Final answer:
The empirical rule is used to determine the percentage of women's heights falling within certain ranges around the mean of 63.5 inches and standard deviation of 2.5 inches. For one standard deviation (61-66 inches), the percentage is 68%; for two standard deviations (56-71 inches), the percentage is 95%; for half above the mean to one standard deviation (63.5-66 inches), the percentage is 34%; less than the mean is 50%; more than 58.5 inches is 66%.
Step-by-step explanation:
Using the empirical rule (68-95-99.7), which applies to normally distributed data, we can answer the given questions about women's heights in the U.S. The heights are normally distributed with a mean (μ) of 63.5 inches and a standard deviation (σ) of 2.5 inches.

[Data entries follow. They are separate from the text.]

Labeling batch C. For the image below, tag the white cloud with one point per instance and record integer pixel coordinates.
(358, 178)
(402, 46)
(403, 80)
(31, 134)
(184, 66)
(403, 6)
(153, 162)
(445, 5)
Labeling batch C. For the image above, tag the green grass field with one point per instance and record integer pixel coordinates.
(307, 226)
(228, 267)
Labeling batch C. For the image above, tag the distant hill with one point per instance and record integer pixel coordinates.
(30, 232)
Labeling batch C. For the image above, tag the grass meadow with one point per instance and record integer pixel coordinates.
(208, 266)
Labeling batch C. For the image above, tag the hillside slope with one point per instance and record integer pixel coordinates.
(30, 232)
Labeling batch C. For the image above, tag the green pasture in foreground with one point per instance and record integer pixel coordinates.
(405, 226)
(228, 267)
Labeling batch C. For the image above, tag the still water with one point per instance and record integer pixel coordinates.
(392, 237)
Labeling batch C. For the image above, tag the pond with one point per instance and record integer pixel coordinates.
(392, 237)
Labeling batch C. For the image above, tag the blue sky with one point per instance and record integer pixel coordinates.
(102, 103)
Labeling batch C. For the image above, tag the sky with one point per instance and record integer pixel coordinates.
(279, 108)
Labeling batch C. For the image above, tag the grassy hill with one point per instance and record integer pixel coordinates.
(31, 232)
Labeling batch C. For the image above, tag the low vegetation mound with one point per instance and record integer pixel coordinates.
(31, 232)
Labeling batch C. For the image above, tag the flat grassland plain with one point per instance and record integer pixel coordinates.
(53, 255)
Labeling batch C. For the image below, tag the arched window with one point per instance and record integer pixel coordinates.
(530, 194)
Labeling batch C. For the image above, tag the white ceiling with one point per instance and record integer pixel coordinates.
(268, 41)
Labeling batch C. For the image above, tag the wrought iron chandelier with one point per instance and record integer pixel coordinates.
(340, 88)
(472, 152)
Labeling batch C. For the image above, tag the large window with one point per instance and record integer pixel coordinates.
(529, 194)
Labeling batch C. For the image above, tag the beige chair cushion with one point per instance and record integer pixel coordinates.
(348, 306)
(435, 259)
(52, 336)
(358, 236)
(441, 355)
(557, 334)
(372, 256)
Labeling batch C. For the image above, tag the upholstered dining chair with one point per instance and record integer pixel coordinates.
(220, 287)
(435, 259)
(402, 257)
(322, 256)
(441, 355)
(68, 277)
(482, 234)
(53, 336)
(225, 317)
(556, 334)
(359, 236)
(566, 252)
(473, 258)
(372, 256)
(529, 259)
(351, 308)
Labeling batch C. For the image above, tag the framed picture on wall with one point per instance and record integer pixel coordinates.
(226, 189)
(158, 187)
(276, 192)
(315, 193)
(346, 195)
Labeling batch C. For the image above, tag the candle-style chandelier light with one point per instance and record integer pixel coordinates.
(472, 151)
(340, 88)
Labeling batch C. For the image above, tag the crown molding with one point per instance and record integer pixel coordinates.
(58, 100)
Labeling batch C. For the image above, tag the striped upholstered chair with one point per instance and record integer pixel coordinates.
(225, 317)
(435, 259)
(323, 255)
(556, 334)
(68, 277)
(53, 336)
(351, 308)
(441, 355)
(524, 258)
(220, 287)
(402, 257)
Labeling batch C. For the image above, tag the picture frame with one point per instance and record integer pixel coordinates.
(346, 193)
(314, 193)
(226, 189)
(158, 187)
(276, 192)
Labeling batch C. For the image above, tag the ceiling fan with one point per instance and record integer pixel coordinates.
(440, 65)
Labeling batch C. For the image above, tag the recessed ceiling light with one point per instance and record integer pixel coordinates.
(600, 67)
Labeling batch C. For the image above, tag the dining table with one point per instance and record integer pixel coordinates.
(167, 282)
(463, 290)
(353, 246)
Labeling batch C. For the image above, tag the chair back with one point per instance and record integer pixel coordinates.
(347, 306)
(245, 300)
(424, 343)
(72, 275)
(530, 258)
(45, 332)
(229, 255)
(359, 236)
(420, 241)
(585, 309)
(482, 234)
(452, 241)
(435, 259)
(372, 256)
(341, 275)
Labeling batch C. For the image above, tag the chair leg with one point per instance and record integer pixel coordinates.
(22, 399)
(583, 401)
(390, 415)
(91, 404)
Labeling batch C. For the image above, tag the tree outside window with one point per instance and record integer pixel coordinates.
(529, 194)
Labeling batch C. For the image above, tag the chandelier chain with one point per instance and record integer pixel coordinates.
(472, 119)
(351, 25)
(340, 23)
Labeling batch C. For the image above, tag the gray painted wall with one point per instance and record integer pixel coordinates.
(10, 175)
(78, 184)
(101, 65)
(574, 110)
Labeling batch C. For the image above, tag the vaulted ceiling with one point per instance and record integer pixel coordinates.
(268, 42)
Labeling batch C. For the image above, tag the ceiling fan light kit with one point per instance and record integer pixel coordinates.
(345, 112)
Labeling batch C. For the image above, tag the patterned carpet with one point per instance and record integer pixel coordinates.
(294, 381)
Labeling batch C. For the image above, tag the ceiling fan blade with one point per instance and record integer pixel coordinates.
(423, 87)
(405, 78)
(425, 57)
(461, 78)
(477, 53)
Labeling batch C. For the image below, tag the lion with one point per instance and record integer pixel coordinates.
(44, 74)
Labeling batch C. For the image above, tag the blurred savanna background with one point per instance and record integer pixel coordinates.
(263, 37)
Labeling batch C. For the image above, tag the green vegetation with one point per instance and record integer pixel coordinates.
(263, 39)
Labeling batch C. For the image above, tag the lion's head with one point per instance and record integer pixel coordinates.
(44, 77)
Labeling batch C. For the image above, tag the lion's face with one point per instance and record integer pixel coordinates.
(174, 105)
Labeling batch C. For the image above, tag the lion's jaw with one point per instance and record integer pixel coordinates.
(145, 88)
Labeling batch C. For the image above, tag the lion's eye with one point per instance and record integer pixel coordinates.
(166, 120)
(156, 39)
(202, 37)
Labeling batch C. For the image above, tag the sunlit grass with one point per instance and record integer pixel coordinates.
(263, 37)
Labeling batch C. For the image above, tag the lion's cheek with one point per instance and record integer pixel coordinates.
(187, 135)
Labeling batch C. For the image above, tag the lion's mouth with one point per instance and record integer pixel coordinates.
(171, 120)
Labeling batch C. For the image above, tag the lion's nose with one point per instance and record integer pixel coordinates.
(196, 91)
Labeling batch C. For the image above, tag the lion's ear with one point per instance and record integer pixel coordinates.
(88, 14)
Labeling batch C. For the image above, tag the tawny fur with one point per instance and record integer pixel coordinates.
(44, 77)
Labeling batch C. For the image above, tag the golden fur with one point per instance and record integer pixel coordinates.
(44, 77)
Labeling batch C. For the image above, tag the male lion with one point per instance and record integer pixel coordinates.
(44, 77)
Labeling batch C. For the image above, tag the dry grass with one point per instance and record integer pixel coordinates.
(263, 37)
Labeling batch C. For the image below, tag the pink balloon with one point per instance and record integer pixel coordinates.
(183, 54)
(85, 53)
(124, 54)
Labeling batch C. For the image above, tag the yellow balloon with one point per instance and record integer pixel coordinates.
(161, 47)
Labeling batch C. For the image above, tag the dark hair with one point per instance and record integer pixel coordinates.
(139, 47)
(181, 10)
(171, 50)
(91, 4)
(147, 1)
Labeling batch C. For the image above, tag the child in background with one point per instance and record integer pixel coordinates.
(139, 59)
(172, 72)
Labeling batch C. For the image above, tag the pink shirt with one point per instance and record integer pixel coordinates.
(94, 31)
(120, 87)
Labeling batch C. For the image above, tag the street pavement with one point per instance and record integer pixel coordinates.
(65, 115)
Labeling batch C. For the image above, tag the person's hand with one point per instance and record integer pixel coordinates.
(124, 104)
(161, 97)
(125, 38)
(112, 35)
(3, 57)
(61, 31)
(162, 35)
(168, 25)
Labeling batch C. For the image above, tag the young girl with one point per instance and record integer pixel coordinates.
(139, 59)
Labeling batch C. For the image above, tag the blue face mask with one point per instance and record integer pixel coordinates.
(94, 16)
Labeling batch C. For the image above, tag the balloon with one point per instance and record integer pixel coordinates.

Moreover, the empirical rule states that approximately 68% of the data falls within 1 standard deviation of the mean, 95% within 2 standard deviations, and 99.7% within 3 standard deviations.
- a. The percentage of women between 61 and 66 inches tall is the percentage within one standard deviation from the mean, which is 68%.
- b. The percentage of women between 56 and 71 inches tall represents the percentage within two standard deviations from the mean, amounting to 95%.
- c. The percentage of women between 63.5 (the mean) and 66 inches tall is half of 68%, as this range captures the middle to one standard deviation above the mean, which is 34%.
- d. The percentage of women less than 63.5 inches tall is 50%, which is the lower half of the distribution.
- e. The percentage of women more than 58.5 inches tall includes all women within three standard deviations above the lower extreme, encompassing virtually 99.7% of the distribution. Since 58.5 is one standard deviation below the mean, we subtract the percentage within one standard deviation below the mean (34%) from 100%, resulting in 100% - 34% = 66% of women being more than 58.5 inches tall.